Dünya ahiret dengesinin ayarı çok zor, ama kesin olan şu:
Dünyaya gereken değeri vermemiş olanın ahiretini kazanması da zordur. Tarihte maddi gücü olmayan milletler yok olup gitmişlerdir. Müslümanların izzetle yaşadıkları zamanlar dünyaya sahip oldukları zamanlardır. Bunu kaybettikleri andan itibaren izzetleri zillete dönüşmüştür. Kötü olan şey, müminin dünyaya sahip olması değil, dünyanın mümine sahip olması, yani dünyevileşme, dünya için yaşamadır. Bu noktada fert ile toplumun ya da devletin tavrını ve görevlerini birbirinden ayırmak gerekir. Ferdin hep azla yetinmesi kanaatkâr olması makbuldür, ama toplumun ve devletin böyle olması müslümanları mağdur eder. O halde hayatta kalmak isteyenler dünyaya sahip olmak zorundadırlar. Kuranıkerim ifadesiyle müminlerin kıyamı için mal mülk ve servetleri olmalıdır.
Bugün dünyaya sahip olabilmenin en önemli aracı bilimdir.
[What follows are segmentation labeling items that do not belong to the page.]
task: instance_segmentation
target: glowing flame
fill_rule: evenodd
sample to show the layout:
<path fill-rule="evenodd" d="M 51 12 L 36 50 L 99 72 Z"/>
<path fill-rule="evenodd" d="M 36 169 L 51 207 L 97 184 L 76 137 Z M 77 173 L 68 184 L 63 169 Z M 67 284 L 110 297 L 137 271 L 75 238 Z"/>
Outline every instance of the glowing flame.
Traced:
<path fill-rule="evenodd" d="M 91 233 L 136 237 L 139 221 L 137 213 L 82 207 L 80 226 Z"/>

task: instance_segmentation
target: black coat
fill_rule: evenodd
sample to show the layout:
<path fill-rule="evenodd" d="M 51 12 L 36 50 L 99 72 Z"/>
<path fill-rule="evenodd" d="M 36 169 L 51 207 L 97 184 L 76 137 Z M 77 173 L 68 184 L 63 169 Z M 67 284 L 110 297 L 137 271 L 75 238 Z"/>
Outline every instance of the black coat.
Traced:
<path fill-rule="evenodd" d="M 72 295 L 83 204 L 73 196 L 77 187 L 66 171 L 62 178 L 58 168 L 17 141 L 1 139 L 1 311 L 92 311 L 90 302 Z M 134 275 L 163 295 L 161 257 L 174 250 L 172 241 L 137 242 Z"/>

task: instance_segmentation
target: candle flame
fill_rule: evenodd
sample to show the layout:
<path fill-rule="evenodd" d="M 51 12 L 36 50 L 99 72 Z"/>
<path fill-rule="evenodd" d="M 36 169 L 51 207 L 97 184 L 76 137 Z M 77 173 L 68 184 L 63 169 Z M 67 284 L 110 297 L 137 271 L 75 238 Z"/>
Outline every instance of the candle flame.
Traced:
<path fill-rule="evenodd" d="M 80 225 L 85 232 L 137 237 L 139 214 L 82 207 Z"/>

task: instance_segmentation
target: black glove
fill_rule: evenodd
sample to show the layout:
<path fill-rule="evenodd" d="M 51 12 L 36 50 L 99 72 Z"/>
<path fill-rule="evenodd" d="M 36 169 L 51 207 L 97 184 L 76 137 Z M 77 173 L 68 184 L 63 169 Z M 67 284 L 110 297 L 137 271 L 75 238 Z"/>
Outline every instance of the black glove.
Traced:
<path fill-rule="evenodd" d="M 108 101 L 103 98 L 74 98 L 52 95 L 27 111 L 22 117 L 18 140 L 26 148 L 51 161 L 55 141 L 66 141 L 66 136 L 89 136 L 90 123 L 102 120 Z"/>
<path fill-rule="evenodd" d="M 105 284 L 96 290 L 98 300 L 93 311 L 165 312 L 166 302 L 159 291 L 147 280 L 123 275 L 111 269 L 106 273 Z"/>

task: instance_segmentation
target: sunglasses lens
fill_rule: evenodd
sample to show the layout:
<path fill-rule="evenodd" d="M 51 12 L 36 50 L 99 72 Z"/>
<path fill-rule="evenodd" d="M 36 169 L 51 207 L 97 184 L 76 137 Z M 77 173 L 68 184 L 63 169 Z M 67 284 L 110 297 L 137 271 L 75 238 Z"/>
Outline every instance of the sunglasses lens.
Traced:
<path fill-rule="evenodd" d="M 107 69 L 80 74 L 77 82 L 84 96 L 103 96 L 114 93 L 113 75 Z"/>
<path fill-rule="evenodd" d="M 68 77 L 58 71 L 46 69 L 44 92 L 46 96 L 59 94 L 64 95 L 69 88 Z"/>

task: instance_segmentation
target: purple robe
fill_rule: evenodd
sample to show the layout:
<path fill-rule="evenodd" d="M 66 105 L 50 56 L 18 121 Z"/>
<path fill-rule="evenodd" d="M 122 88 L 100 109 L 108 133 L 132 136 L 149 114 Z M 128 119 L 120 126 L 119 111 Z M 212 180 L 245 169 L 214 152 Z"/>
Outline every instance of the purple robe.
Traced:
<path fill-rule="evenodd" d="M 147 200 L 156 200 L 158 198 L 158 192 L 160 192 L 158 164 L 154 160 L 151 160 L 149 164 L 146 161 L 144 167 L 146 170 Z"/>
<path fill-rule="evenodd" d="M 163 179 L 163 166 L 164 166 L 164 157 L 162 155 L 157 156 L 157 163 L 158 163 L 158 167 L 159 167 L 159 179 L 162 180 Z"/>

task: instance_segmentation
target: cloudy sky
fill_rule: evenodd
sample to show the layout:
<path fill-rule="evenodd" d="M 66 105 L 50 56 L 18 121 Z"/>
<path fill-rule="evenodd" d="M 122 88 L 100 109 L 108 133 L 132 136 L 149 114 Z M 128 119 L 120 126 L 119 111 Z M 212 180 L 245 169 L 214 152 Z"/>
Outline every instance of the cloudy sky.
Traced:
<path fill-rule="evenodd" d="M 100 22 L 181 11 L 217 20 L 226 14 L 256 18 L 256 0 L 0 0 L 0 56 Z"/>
Bilimi, bilim adamları ve akıllı yönetimler üretir. Batılıların tahrip ettikleri Irak’ta, Suriye’de ve diğer müslüman ülkelerde özellikle bilim adamlarını hedef almaları, öldürmeleri ya da tehcir etmeleri onlara bu imkânı vermemek içindir.
Bununla birlikte ferdin sırf dünya için yaşıyor olması ahireti, yani asıl hayatı elden çıkarması, kaybetmesi anlamına gelir. Hem dünyayı elde edebilme, hem ahiret için yaşama gerçek mümin olabilmenin sihirli denge noktasıdır. Bunun için bilgi, iman takviyesi ve heyecan gerekir. Bunu da kişiler tek başlarına oluşturamazlar.
O halde dünyasız izzet, şeref ve özgürlük olmuyor, ahireti de kazanmamız gerekiyorsa bu denklemin çözümünü bulmalıyız. Bunu başardığımız zamanlar varsa o şartları yeniden incelemeliyiz.